236W Poster - Population Genetics
Wednesday June 08, 8:30 PM - 9:15 PM

Genetic Basis of Lethal Alleles in Nature


Authors:
Sarah Marion 1; Brenda Manzano-Winkler 1; Hannah John 2; Iman Hamid 1; Mohamed Noor 1

Affiliations:
1) Duke University, Durham, NC; 2) National Resilience, Inc., Durham, NC

Keywords:
Natural selection

For nearly a century, evolutionary biologists have observed chromosomes which cause lethality when made homozygous persisting at surprisingly high frequencies (>25%) in natural populations of many species. These curious findings provide a challenging question fundamental to understanding natural fitness variation: given the extreme deleterious nature of lethal mutations, why do they appear at such high frequencies? Although most research on this question dates to the 1930’s, we still know remarkably little about the genetic basis of naturally occurring lethal mutations or what evolutionary forces create their frequencies. Before even attempting to explain why lethal alleles (lethals) are so common in nature, it is crucial to understand their genetic underpinnings. Decades of research has assumed lethal chromosomes are due to single locus, loss-of-function mutations, but this has never been directly tested.

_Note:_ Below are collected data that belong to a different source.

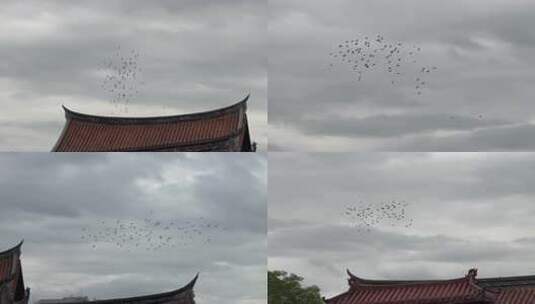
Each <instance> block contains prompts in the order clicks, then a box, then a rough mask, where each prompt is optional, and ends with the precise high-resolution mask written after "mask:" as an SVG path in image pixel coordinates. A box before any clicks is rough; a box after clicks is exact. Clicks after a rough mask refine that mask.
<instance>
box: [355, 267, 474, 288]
mask: <svg viewBox="0 0 535 304" xmlns="http://www.w3.org/2000/svg"><path fill="white" fill-rule="evenodd" d="M347 273H348V275H349V279H348V281H349V284H350V286H351V287H359V286H361V287H378V288H380V287H384V288H390V287H402V286H414V285H436V284H447V283H454V282H462V281H467V283H471V276H470V274H469V275H466V276H464V277H458V278H453V279H445V280H440V279H433V280H371V279H363V278H360V277H357V276H356V275H354V274H353V273H351V271H349V269H348V270H347ZM471 285H472V284H471ZM473 286H474V287H477V288H481V287H480V286H477V284H475V285H473Z"/></svg>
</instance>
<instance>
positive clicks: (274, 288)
mask: <svg viewBox="0 0 535 304" xmlns="http://www.w3.org/2000/svg"><path fill="white" fill-rule="evenodd" d="M302 281H303V278H302V277H300V276H298V275H296V274H293V273H292V274H288V273H287V272H286V271H268V304H323V303H324V302H323V300H322V299H321V296H320V289H319V288H318V287H317V286H307V287H304V286H302V285H301V282H302Z"/></svg>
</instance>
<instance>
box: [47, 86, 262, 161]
mask: <svg viewBox="0 0 535 304" xmlns="http://www.w3.org/2000/svg"><path fill="white" fill-rule="evenodd" d="M248 99H249V96H247V97H245V99H243V100H242V101H240V102H238V103H236V104H234V105H231V106H229V107H226V108H221V109H217V110H212V111H208V112H201V113H193V114H185V115H174V116H158V117H111V116H97V115H89V114H82V113H77V112H74V111H71V110H69V109H67V108H66V107H63V109H64V111H65V118H66V122H65V126H64V127H63V131H62V133H61V135H60V137H59V139H58V141H57V143H56V145H55V146H54V148H53V150H52V151H54V152H130V151H132V152H133V151H195V152H202V151H222V152H253V151H254V150H255V149H256V147H255V144H254V143H253V142H252V141H251V138H250V134H249V126H248V122H247V114H246V110H247V100H248Z"/></svg>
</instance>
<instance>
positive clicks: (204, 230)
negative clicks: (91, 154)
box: [80, 212, 226, 251]
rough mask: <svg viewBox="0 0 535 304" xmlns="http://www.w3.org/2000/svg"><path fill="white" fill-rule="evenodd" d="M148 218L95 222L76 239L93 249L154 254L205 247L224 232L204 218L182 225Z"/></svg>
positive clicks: (172, 222) (180, 224)
mask: <svg viewBox="0 0 535 304" xmlns="http://www.w3.org/2000/svg"><path fill="white" fill-rule="evenodd" d="M152 215H153V212H151V213H150V215H149V216H147V217H146V218H144V219H143V221H139V220H121V219H114V220H111V221H106V220H99V221H98V222H97V223H96V224H95V225H92V226H90V227H83V228H82V233H81V235H80V239H81V240H82V241H85V242H88V243H89V245H91V248H93V249H97V248H98V247H99V246H101V245H104V244H111V245H114V246H116V247H118V248H123V249H126V250H128V251H130V250H139V249H141V250H146V251H156V250H160V249H165V248H175V247H179V246H182V247H183V246H189V245H193V244H196V245H205V244H208V243H210V242H212V241H213V238H214V234H215V233H217V232H221V231H224V230H226V228H225V227H223V226H222V225H220V224H218V223H214V222H210V221H208V220H207V219H206V218H204V217H199V218H197V219H195V220H187V221H184V222H175V221H169V222H164V221H160V220H156V219H154V218H153V216H152Z"/></svg>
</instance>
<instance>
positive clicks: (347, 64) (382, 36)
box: [329, 34, 438, 95]
mask: <svg viewBox="0 0 535 304" xmlns="http://www.w3.org/2000/svg"><path fill="white" fill-rule="evenodd" d="M421 51H422V48H421V47H418V46H416V45H412V46H410V45H408V44H407V43H403V42H400V41H389V40H387V39H385V37H384V36H383V35H381V34H377V35H376V36H375V37H374V38H373V39H369V37H368V36H365V37H364V38H360V37H357V38H355V39H352V40H345V41H343V42H341V43H337V45H336V48H335V49H334V50H333V51H331V52H329V56H330V57H331V59H332V60H331V62H330V63H329V66H330V67H334V65H335V64H338V63H342V64H343V65H350V67H351V71H352V72H354V73H355V74H356V76H355V79H356V80H357V82H360V81H362V80H363V78H364V74H368V73H372V72H380V71H384V73H386V77H388V78H390V81H389V82H390V83H392V85H395V84H398V83H401V82H402V81H401V80H403V78H404V77H409V79H410V78H412V77H411V75H414V74H415V73H418V71H419V72H420V73H423V74H430V73H431V72H432V71H436V70H437V69H438V67H437V66H431V67H428V66H423V67H422V66H420V67H418V66H417V65H416V64H417V61H418V58H417V55H418V54H419V53H420V52H421ZM427 76H428V75H420V76H419V78H421V79H423V78H424V77H427ZM417 85H418V86H419V88H416V89H415V92H416V94H418V95H420V94H422V90H423V89H425V88H426V85H427V82H426V81H421V82H420V81H419V80H418V83H417Z"/></svg>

Even less is known about the classes of genes in which lethal mutations occur or their distribution throughout the genome.
We are using wild Drosophila melanogaster to determine the genetic basis of lethal mutations. D. melanogaster were collected from a natural population in Durham, North Carolina, and balancers were used to isolate ~300 independent samples in which chromosome 2 is homozygous lethal. We are in the process of crossing deficiency lines that span over 70% of the second chromosome to map lesions in all lethal isolines as a novel demonstration that most lethal alleles are single-locus and result in loss of function. Fine scale mapping and sequencing results provide novel characterization of naturally occurring lethals, including a nonsense mutation in the drosha gene. While this provides evidence that at least some lethal alleles are single locus, we also provide novel evidence that most or all lethal alleles are single locus using Poisson-based mapping expectations.
We present the most extensive mapping study of naturally occurring lethal alleles ever conducted. Our results are the first direct demonstration for a single locus, loss-of-function mode of action of lethal mutations and provide sequence-level characterization of naturally occurring lethal alleles.